Dali'nin tasarladığı mücevherler. Dali Müzesi, 4 Kasım 2015, Figueres. |
Dali bunları önce kağıda çizmiş ve şekil, renk, kullanılacak materyal dahil her ayrıntıyı hesap etmiş. Bunların hayata geçirilmesi ise New York’ta yine Dali’nin gözetiminde bir stüdyoda gerçekleşmiş. Benim görebildiğim kadarıyla, değerli maden olarak altın ve platinyum vardı. Değerli taş olarak ise elmas, yakut, zümrüt, safir, topaz, mercan ve akuamarin taşları vardı. İncileri ise saymıyorum bile.
Dali ve Gala, 1964 |
Dali, idolü Gala ile (asıl adı Elena Diaranoff) 1935’te
evleniyor. Dali kendisinden 10 yaş büyük Gala ile tanıştığında ikilinin
arasında büyük bir aşk doğuyor. Ancak Gala, o anda Fransız şair Paul Eluard ile
evli ve bir de kızları var. Gala’nın ayrıca Max Ernst ile de ilişkisi olmuş.
Paul Eluard ise Dali’nin yakın arkadaşı ve Gala ile Dali evlenirlerken şahit
olarak orada bulunuyor. İkilinin tutku dolu ve olağanüstü olarak tanımlanan
evliliklerinden çocukları olmuyor, ki Dali bunu ideal birliktelik olarak
yorumluyor. Gala’nın 1982’de 88 yaşındayken ölümünden sonra Dali, Pubol’de
bulunan ve daha önce Gala için satın aldığı şatoda geçiriyor zamanının çoğunu.
Gala, 1894’te Tataristan’ın başkenti Kazan’da entelektüel
bir ailenin kızı olarak doğuyor ve 18 yaşında verem tedavisi için İsviçre’ye
gönderiliyor. Paul Eluard ile de orada tanışıyor. Gala, öylesi böylesi derken,
aslında sürrealist akımın en önemli üç temsilcisine de ilham kaynağı olmuş
baksanıza: Eluard, Ernst ve Dali. Bu Gala başka Gala! Hey Tatarım benim be!
Sürrealizm akımı sayende üretmiş resmen. Dali’nin bu kadar ünlü bir ressam haline
gelmesinde Gala’nın büyük rolü oluyor, zira Gala aynı zamanda Dali’nin
menajerliğini de yapıyor.
Bir sanatçı nasıl bu kadar çok yönlü olurken kafası
yönetim-idare işlerine de çalışabiliyor? Şaşırmamak elde değil.

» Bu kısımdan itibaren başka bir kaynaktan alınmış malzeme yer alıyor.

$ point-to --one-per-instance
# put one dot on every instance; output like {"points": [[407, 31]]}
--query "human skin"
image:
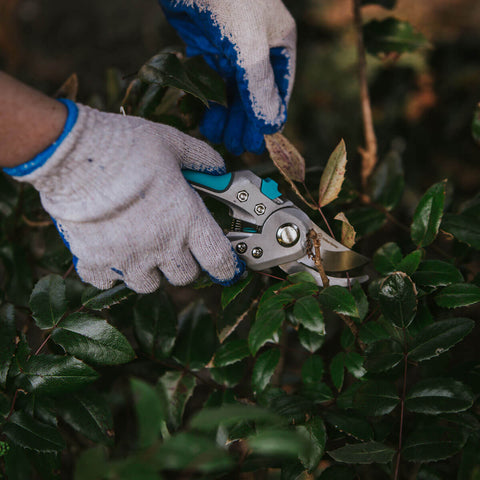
{"points": [[29, 121]]}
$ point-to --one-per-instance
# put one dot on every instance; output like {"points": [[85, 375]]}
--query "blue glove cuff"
{"points": [[40, 159]]}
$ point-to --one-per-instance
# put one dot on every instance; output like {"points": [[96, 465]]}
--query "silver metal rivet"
{"points": [[288, 235], [241, 247], [260, 209], [242, 195]]}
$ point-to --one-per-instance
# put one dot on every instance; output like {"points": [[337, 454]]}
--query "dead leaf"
{"points": [[348, 232], [333, 175]]}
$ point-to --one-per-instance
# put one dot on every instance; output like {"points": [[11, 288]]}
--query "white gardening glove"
{"points": [[252, 44], [114, 186]]}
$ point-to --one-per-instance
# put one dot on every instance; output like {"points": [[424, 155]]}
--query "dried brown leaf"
{"points": [[348, 232], [333, 175]]}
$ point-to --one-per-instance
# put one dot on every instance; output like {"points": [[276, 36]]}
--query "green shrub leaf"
{"points": [[363, 453], [439, 337], [458, 295], [397, 299], [439, 395], [436, 273], [48, 301], [428, 215], [93, 339], [24, 431]]}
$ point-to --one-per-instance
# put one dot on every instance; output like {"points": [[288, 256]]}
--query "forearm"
{"points": [[29, 121]]}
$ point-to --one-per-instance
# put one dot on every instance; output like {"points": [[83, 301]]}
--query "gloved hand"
{"points": [[114, 187], [252, 44]]}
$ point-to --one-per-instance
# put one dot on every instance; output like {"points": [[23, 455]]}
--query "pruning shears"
{"points": [[268, 230]]}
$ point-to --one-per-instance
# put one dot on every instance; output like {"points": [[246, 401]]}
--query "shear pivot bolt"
{"points": [[288, 235], [260, 209], [241, 247], [242, 195]]}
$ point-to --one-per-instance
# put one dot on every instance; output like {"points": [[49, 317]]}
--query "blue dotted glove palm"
{"points": [[251, 43]]}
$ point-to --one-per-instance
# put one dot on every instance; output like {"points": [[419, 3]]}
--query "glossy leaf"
{"points": [[397, 299], [231, 352], [429, 444], [436, 273], [155, 324], [363, 453], [54, 374], [340, 300], [48, 301], [439, 337], [333, 175], [391, 35], [307, 312], [439, 395], [26, 432], [428, 215], [458, 295], [93, 339], [264, 369], [465, 228], [376, 397], [96, 299], [89, 414]]}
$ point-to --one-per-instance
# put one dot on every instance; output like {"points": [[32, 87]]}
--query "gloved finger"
{"points": [[213, 122], [142, 281], [180, 268], [214, 252]]}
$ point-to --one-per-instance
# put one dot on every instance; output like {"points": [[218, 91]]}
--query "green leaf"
{"points": [[7, 340], [439, 395], [269, 318], [436, 273], [151, 411], [398, 300], [383, 356], [195, 323], [428, 215], [392, 36], [458, 295], [439, 337], [307, 312], [363, 453], [48, 301], [155, 324], [337, 372], [264, 369], [231, 352], [96, 299], [351, 424], [429, 444], [230, 293], [93, 339], [464, 228], [316, 435], [312, 370], [165, 69], [387, 182], [53, 374], [89, 414], [376, 397], [340, 300], [209, 419], [24, 431]]}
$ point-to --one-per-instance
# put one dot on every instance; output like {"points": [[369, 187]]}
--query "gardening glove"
{"points": [[251, 43], [114, 187]]}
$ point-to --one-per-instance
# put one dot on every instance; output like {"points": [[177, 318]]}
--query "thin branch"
{"points": [[369, 153]]}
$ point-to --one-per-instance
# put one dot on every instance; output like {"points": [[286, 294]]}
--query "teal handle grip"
{"points": [[217, 183]]}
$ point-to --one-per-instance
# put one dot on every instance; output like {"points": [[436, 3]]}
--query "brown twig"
{"points": [[369, 153]]}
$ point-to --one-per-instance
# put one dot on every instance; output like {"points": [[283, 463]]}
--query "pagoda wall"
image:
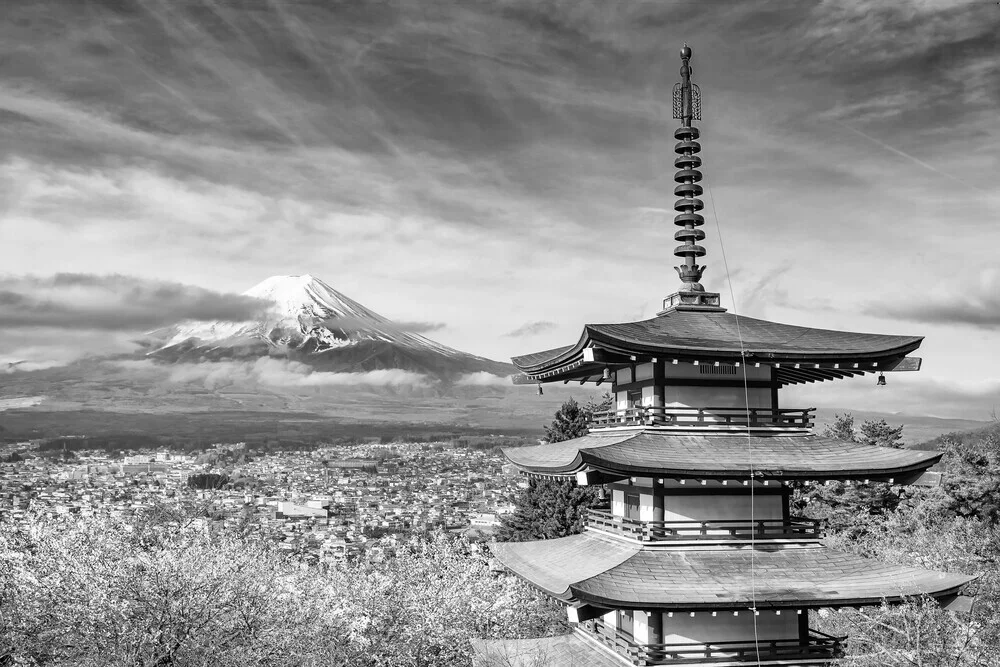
{"points": [[723, 627], [686, 503], [731, 507], [688, 385]]}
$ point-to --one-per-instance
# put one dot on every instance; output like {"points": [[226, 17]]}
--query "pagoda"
{"points": [[697, 559]]}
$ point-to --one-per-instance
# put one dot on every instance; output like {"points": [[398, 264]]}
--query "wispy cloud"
{"points": [[483, 379], [114, 303], [271, 372], [458, 162], [975, 304], [530, 329]]}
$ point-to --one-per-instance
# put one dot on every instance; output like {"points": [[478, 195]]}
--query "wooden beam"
{"points": [[579, 613], [597, 477], [904, 364]]}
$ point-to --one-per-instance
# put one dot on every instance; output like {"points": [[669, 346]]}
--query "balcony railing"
{"points": [[818, 646], [795, 528], [707, 418]]}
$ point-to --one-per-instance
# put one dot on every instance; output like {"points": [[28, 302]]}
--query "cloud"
{"points": [[975, 306], [906, 393], [531, 329], [75, 301], [483, 379], [272, 372]]}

Mimari dahil
elinden gelmeyen yok gibi.
Burası yatak odasına da açılan Palace of the Wind Galerisi ve aynı adlı tuval üzerine yağlıboya tavan çalışması (1972-73). Ayaklar kime ait sizce? Tabii ki Dali ve Gala'ya... |
En üstteki meşhur Galatea of the Spheres, 1952.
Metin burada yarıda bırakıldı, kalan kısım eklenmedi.